Even then I remember thinking what a load of cobblers. What’s the point of gearing up for hockey if you don’t intend to take the opposition down and take them down hard? My one and only game ended with a sending off for unnecessary roughness. Harsh, since they armed me in the first place.
The trick is to be inventive in your losing. I didn’t have a hockey stick when I was playing Monopoly, but when I had lost control of Mayfair and Park Lane I chucked the board over my wee brother and told mum there had been an earthquake.
We still revere losing, and losing well, something I’ve never managed, whether it be hockey, Monopoly, or indeed, weight. We’ve made heroes out of folk who seriously screwed it up.
Scott of the Antarctic, a man who by all accounts you wouldn’t send out for the messages on a snowy day, became a national hero because he and his entire team didn't make it back. Shackleton, a much more savvy chap, hardly mentioned. Brought everyone home, you see.
Losing well can define you. The Americans have a peculiar tradition where the defeated presidential candidate makes a concession speech. John McCain, a man who really knew a thing or two about grace under pressure, delivered such a moving speech that I bet some of the American electorate turned around and said, “What a nice guy! We should have voted for him” – then looked at his potential VP, the frankly bonkers Sarah Palin, and thought, nah, let's stick with Obama.
In politics, you always lose, eventually. Someone should have explained that to Mr Trump. As the loser, your job, once all the votes have been counted, not just the ones who voted for you, should be to thank the people who made the election work, particularly in the middle of a pandemic.
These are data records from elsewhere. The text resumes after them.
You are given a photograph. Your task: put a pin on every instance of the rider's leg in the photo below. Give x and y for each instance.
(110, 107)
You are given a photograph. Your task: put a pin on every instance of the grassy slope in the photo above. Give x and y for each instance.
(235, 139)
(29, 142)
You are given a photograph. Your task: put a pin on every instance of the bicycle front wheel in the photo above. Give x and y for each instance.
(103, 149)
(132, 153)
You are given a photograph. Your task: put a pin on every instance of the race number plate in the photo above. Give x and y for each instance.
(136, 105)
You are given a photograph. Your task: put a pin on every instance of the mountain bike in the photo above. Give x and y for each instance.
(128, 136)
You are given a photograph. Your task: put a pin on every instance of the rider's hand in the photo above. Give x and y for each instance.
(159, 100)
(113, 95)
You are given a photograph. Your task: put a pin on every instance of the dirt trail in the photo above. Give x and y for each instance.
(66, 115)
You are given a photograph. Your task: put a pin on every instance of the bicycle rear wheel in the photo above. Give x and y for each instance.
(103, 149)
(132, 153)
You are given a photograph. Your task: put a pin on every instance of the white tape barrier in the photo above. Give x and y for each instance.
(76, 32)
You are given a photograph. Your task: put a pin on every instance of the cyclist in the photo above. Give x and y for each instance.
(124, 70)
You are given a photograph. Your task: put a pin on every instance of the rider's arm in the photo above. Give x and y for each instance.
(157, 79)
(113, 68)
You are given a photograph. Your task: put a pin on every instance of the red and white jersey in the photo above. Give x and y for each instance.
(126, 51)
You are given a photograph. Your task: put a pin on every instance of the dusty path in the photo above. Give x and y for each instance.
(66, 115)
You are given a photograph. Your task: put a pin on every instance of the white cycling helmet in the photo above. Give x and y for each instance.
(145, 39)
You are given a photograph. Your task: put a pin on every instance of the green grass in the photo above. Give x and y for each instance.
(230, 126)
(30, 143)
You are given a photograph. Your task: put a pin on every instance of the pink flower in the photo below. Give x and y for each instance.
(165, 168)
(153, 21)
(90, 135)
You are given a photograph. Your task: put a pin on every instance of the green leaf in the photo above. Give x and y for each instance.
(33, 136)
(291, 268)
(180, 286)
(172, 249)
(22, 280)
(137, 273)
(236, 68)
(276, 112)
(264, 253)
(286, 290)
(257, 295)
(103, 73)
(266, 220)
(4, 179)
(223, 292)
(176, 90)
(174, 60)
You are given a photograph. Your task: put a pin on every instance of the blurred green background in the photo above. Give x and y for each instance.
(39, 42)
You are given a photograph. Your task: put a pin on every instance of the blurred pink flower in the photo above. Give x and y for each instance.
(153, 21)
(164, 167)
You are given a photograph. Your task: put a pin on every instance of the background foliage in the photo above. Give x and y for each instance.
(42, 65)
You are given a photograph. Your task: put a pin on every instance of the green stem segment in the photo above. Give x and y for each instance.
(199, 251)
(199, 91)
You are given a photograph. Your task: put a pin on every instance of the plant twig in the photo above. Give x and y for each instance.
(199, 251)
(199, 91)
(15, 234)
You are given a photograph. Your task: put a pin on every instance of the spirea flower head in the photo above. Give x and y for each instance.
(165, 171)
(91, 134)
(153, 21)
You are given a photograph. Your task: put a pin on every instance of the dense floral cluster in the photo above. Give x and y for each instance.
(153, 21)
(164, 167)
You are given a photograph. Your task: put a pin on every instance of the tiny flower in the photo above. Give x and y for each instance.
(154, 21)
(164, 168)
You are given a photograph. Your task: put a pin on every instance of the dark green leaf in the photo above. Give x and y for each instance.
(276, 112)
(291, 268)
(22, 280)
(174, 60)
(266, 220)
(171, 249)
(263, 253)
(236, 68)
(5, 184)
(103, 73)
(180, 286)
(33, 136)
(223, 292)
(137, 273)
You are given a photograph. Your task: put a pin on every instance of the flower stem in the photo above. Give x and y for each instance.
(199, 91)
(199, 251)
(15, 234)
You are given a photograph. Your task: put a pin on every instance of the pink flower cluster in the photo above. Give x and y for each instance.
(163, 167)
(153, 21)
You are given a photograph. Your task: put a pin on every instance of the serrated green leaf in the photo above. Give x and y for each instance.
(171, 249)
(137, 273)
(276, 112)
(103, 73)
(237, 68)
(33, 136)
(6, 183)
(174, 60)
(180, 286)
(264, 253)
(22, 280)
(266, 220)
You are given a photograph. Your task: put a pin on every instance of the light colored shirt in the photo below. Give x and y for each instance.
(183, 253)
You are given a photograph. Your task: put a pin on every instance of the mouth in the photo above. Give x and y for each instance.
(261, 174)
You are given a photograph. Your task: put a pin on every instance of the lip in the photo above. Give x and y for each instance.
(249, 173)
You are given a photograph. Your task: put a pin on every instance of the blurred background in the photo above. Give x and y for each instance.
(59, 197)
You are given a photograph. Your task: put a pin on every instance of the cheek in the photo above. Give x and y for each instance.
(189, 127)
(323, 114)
Then you should follow that up with a thoughtful address saying, well, folks, we lost, that’s the way democracy works, even if you don’t like the result. It’s just bad-tempered, sore-loser behaviour to pretend there’s been an earthquake and kick the board over.
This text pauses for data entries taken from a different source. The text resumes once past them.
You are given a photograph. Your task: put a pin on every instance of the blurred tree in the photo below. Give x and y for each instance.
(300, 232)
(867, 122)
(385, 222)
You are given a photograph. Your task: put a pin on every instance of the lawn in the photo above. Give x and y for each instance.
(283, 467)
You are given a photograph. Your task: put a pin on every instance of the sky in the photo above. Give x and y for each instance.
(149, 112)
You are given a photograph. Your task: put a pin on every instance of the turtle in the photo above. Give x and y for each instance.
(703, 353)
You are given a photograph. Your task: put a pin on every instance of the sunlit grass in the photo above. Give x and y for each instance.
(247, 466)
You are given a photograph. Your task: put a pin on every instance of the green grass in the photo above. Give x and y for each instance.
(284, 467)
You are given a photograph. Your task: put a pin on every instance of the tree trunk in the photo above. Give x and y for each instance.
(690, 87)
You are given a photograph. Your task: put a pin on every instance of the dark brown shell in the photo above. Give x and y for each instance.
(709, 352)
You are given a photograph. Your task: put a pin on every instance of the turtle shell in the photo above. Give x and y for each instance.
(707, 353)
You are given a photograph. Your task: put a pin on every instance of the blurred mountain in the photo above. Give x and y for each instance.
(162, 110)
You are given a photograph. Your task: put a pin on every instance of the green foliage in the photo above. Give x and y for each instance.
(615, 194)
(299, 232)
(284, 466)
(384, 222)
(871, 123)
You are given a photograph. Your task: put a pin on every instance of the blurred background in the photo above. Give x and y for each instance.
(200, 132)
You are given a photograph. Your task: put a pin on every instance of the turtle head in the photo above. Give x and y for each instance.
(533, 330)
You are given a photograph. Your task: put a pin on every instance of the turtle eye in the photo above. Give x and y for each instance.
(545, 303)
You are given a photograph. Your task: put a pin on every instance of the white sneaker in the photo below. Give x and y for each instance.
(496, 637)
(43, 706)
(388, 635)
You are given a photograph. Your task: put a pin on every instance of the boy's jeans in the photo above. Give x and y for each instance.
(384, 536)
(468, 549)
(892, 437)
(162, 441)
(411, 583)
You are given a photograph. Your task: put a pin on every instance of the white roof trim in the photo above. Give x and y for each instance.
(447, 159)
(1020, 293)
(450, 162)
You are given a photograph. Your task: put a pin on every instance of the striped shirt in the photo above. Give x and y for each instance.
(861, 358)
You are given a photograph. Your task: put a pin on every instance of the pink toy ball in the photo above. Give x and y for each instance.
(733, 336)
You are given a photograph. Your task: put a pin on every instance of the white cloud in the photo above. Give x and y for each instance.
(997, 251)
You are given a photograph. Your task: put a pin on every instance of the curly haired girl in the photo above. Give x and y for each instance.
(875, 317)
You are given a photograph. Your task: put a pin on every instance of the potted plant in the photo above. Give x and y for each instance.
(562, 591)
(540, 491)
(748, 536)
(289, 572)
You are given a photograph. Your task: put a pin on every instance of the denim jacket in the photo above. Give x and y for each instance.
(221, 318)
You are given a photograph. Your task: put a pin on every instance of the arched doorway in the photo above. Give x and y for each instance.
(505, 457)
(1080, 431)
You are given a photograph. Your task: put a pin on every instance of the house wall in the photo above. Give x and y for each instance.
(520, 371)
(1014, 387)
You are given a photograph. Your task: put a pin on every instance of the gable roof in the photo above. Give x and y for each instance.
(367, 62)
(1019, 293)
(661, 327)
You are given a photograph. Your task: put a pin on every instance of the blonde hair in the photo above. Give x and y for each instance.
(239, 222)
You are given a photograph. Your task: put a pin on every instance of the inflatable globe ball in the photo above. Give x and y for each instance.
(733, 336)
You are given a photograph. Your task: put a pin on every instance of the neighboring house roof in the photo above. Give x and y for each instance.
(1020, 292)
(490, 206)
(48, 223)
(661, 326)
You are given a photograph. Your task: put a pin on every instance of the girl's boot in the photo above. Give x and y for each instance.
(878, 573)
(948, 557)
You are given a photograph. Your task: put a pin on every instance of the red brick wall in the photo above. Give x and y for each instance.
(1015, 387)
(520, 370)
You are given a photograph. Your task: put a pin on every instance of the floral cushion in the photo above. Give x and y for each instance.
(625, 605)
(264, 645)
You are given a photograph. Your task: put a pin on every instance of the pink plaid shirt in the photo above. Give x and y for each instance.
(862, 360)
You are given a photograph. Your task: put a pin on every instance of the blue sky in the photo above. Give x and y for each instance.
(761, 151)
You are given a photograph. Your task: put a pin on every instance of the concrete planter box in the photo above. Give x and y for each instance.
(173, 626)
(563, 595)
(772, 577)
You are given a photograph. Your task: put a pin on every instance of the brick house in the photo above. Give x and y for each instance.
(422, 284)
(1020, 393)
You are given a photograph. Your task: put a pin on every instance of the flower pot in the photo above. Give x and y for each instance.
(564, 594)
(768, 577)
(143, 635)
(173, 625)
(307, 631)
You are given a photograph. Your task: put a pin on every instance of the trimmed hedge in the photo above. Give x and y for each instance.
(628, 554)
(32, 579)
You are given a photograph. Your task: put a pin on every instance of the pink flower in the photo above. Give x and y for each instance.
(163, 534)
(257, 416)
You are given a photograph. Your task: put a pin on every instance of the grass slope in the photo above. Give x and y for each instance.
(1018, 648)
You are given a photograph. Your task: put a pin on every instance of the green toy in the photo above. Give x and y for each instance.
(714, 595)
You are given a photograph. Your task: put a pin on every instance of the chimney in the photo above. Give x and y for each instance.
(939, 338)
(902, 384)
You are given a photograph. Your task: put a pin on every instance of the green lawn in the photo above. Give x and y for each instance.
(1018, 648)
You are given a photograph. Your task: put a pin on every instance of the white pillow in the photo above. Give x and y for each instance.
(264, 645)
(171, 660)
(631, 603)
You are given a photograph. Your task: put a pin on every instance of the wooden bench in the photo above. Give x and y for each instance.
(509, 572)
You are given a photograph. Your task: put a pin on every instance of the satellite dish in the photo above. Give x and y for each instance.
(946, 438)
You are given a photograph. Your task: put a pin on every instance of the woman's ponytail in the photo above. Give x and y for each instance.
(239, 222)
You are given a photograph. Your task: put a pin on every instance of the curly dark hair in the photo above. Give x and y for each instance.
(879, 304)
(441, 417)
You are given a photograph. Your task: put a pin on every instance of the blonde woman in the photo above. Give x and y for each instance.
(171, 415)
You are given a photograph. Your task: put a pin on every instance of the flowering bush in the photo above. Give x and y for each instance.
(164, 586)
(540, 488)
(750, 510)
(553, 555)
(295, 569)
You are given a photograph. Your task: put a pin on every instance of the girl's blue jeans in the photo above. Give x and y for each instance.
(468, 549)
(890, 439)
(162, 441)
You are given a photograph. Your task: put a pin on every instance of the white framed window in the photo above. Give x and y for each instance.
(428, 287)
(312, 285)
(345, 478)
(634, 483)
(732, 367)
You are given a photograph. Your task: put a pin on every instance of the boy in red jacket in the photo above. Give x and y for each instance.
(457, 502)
Four years ago the same people who launched themselves at the Capitol on January 6 were sneering, hooting and crowing in victory.The atmosphere was poisonous, particularly towards the losing candidate. They wanted to lock her up, at the very least.
How she did it I do not know, but Hillary Clinton went to that inauguration. Grace under tectonic pressure.
This week, Trump bottled it. He scuttled out of town on Air Force One. Bet they’ve checked to see if any of the towels have been nicked. Hillary was never locked up. Donald might be, though.
His followers became spineless, gutless jellyfish patriots, willing to storm the Capitol, but not be arrested. Would you die for your country? Yep, but not do jail time, especially when they find out that the prisons don’t do an organic vegan option.
George Washington, who starved and froze with his revolutionary army at Valley Forge, must be laughing his wooden false teeth out.